L’affaire serait entendue. En fabriquant plus de 80 % des panneaux photovoltaïques aujourd’hui installés dans le monde, la Chine aurait remporté la course à l’énergie solaire. Vouloir la concurrencer sur ce segment serait un combat perdu d'avance. Mais si Pékin semble avoir remporté cette bataille, elle n’a pas encore gagné la guerre des énergies propres. Les Etats-Unis peuvent encore en devenir le leader planétaire, défendent les trois coauteurs d’un article récemment paru dans la revue Foreign Affairs.
Selon Dustin Tingley, titulaire de la chaire Thomas D. Cabot de politiques publiques à l'université de Harvard, et ses deux collègues, Washington pourrait reprendre l’avantage grâce à la géothermie et au nouveau nucléaire. Deux domaines dans lesquels les Etats-Unis disposent d’une forte expertise, et surtout bénéficient du soutien de Donald Trump. A la recherche d’une quantité massive (et si possible décarbonée) d’électricité pour alimenter leurs data centers, les géants de la tech ont aussi tout intérêt à investir dans ces technologies, estime Dustin Tingley. Entretien.
L’Express : Comment les Etats-Unis pourraient-ils encore battre la Chine dans la course aux énergies propres ?

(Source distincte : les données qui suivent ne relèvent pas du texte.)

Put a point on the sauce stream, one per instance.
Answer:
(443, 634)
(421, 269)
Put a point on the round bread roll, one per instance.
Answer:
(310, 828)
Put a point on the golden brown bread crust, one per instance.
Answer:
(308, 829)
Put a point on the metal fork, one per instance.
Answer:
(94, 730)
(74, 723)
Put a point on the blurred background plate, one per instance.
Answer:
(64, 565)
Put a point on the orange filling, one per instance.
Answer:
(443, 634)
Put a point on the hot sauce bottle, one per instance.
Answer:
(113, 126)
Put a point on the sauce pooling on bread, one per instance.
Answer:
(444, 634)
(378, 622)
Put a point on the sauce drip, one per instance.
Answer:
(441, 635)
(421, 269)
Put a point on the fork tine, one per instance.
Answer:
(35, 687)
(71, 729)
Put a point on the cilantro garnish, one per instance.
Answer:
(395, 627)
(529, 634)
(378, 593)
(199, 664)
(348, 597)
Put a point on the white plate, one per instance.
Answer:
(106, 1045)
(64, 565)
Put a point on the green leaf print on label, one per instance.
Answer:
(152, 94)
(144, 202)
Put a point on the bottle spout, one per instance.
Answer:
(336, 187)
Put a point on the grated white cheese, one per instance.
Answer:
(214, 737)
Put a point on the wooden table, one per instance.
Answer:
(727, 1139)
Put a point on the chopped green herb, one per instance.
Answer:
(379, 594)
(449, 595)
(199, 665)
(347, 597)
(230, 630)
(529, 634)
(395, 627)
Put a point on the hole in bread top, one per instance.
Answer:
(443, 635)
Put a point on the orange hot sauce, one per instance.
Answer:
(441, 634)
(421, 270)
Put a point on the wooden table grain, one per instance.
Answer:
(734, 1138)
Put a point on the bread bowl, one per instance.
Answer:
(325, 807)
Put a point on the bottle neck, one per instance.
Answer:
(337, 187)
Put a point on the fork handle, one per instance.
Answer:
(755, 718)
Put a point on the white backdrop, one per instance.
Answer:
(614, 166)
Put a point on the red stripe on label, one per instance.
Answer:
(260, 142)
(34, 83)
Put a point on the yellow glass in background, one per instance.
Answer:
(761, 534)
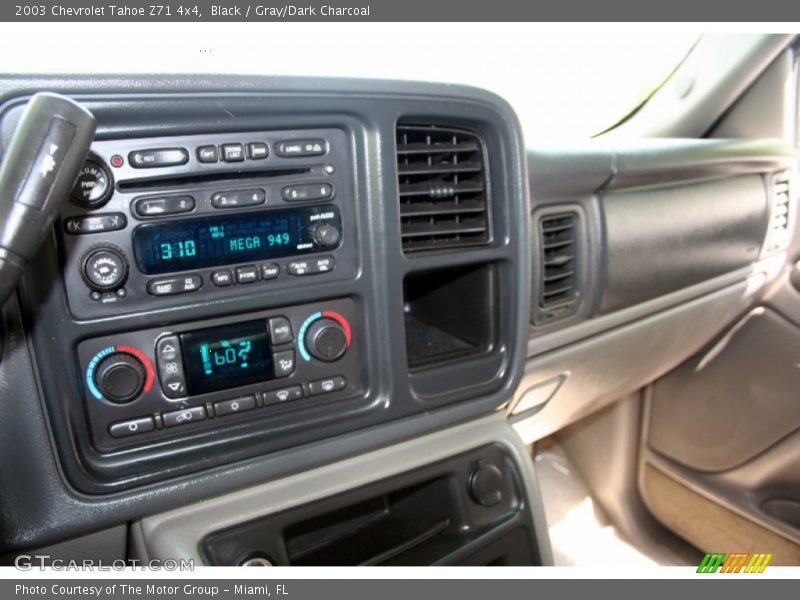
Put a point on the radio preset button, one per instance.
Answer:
(159, 157)
(284, 395)
(300, 148)
(237, 405)
(174, 285)
(131, 427)
(327, 235)
(95, 224)
(248, 274)
(326, 386)
(270, 271)
(94, 186)
(168, 205)
(323, 264)
(105, 269)
(284, 363)
(257, 151)
(310, 191)
(222, 278)
(232, 152)
(207, 154)
(182, 417)
(280, 330)
(238, 198)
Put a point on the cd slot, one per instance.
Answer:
(178, 181)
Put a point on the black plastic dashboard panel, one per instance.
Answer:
(663, 214)
(386, 406)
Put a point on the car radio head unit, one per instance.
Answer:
(162, 222)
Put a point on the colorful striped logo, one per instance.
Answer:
(734, 563)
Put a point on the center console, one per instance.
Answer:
(255, 280)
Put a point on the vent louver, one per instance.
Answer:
(443, 188)
(778, 232)
(558, 284)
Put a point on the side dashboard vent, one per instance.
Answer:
(559, 267)
(444, 191)
(778, 231)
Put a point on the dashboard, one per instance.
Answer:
(248, 266)
(257, 279)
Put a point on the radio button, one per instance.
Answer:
(257, 151)
(131, 427)
(167, 348)
(94, 186)
(300, 267)
(174, 285)
(248, 274)
(280, 330)
(270, 271)
(160, 157)
(311, 191)
(169, 205)
(181, 417)
(300, 148)
(95, 224)
(238, 198)
(277, 396)
(323, 264)
(237, 405)
(222, 278)
(232, 152)
(105, 269)
(207, 154)
(327, 235)
(326, 386)
(284, 363)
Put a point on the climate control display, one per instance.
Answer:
(227, 356)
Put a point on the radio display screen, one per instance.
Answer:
(188, 244)
(228, 356)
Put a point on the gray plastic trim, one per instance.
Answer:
(602, 368)
(717, 71)
(177, 533)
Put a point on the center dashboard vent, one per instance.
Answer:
(559, 272)
(444, 192)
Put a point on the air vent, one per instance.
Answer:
(778, 232)
(443, 188)
(558, 283)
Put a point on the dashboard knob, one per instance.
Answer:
(105, 268)
(485, 484)
(120, 377)
(327, 235)
(94, 186)
(326, 340)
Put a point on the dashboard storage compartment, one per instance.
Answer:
(449, 313)
(469, 509)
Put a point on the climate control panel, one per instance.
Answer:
(142, 385)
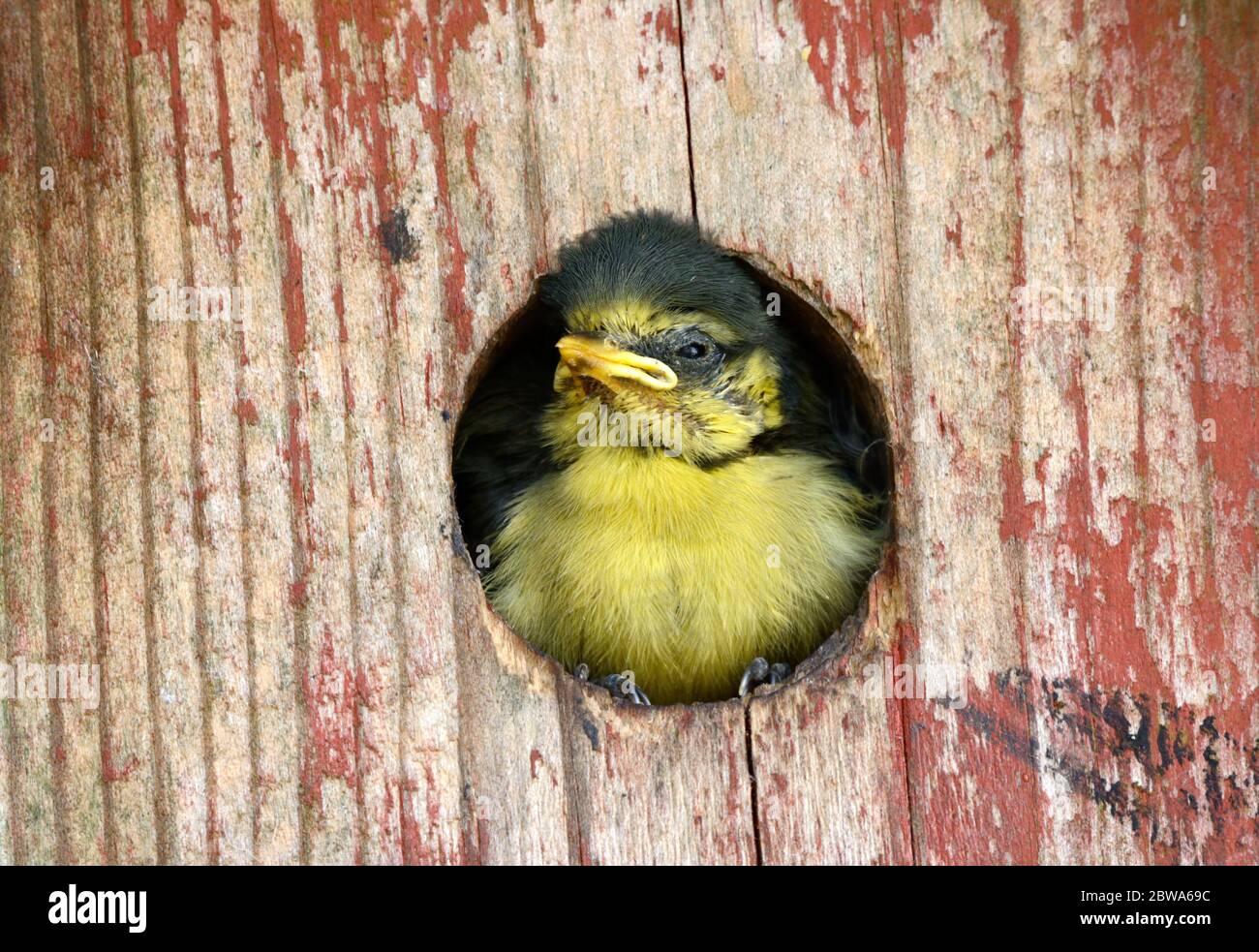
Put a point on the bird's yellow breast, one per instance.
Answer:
(630, 561)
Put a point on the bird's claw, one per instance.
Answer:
(621, 687)
(759, 672)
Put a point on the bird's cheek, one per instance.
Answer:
(563, 380)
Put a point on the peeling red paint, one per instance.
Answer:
(247, 412)
(330, 716)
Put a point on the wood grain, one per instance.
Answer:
(250, 525)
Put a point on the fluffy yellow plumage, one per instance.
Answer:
(618, 562)
(728, 529)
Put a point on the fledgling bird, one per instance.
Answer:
(676, 496)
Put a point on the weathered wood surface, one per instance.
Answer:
(251, 528)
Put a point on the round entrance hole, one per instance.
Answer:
(661, 563)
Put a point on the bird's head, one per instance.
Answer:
(666, 345)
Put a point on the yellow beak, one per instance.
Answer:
(597, 359)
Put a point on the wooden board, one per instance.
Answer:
(248, 524)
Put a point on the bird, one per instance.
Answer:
(668, 499)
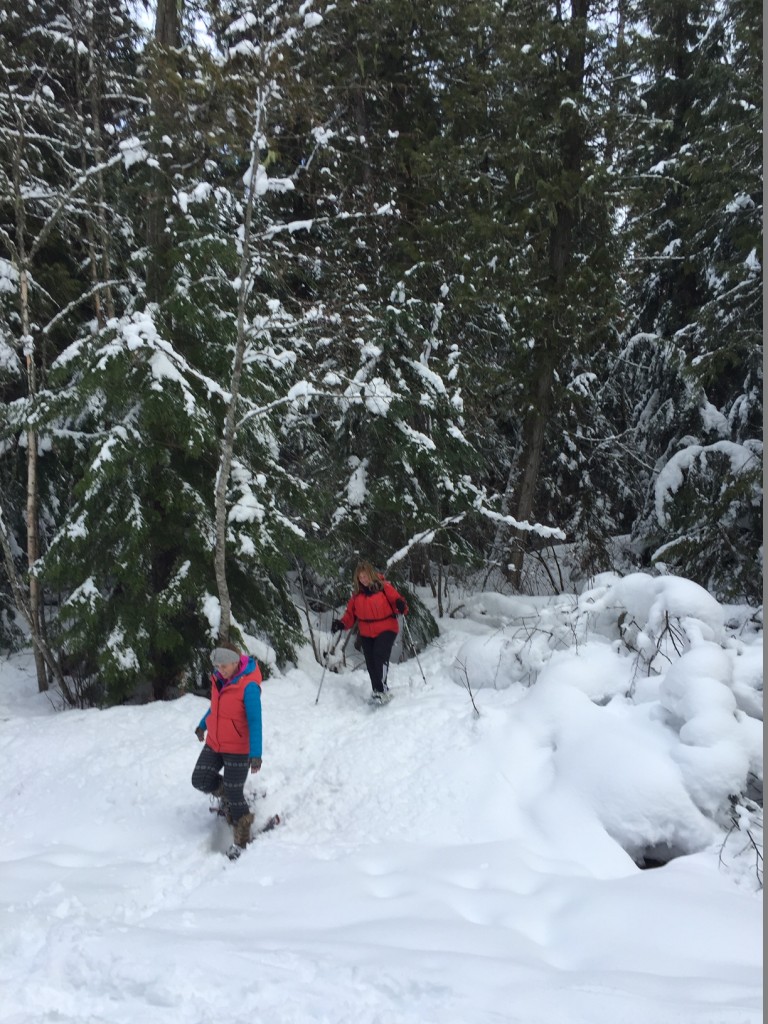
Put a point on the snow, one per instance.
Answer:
(433, 864)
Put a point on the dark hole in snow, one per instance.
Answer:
(656, 856)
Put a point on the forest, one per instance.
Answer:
(460, 288)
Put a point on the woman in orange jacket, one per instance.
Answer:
(375, 605)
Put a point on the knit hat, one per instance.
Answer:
(222, 655)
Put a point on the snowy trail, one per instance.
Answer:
(432, 868)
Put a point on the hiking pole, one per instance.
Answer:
(413, 647)
(325, 670)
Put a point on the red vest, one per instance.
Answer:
(227, 723)
(375, 612)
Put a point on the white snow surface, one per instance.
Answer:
(432, 866)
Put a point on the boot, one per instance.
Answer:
(242, 829)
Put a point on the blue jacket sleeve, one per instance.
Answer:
(252, 700)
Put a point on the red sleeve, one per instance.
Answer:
(391, 595)
(349, 616)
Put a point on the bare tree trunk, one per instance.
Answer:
(33, 532)
(98, 152)
(227, 440)
(167, 39)
(560, 253)
(42, 650)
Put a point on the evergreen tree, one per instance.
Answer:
(694, 228)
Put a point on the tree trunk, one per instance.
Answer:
(167, 39)
(560, 254)
(33, 535)
(227, 440)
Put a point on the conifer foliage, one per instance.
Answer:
(291, 284)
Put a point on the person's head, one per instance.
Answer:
(366, 576)
(225, 659)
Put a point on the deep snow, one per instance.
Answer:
(433, 866)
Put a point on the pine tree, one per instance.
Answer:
(694, 227)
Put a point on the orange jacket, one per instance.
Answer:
(375, 612)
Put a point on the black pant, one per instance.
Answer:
(206, 777)
(377, 651)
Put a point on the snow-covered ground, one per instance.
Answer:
(434, 866)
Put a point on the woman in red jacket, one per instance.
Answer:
(375, 605)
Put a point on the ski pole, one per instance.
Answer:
(413, 647)
(325, 670)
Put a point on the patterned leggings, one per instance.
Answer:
(206, 777)
(377, 651)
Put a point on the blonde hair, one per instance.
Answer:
(373, 576)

Dustin Tingley : La Chine a fait d’énormes bonds en avant dans la fabrication des panneaux solaires, des batteries ou des véhicules électriques. Mais cela ne représente qu'une partie du portefeuille des énergies propres. Ils sont loin d'être aussi avancés en matière de géothermie ou dans les nouvelles formes de nucléaire. Pour ces technologies, l’enjeu actuel n'est pas une question d'échelle. Il s'agit de les construire, les déployer et de faire baisser la courbe des coûts. C’est un domaine dans lequel les États-Unis disposent d’atouts importants.
Les Etats-Unis doivent-ils laisser filer la Chine sur le solaire et les batteries ?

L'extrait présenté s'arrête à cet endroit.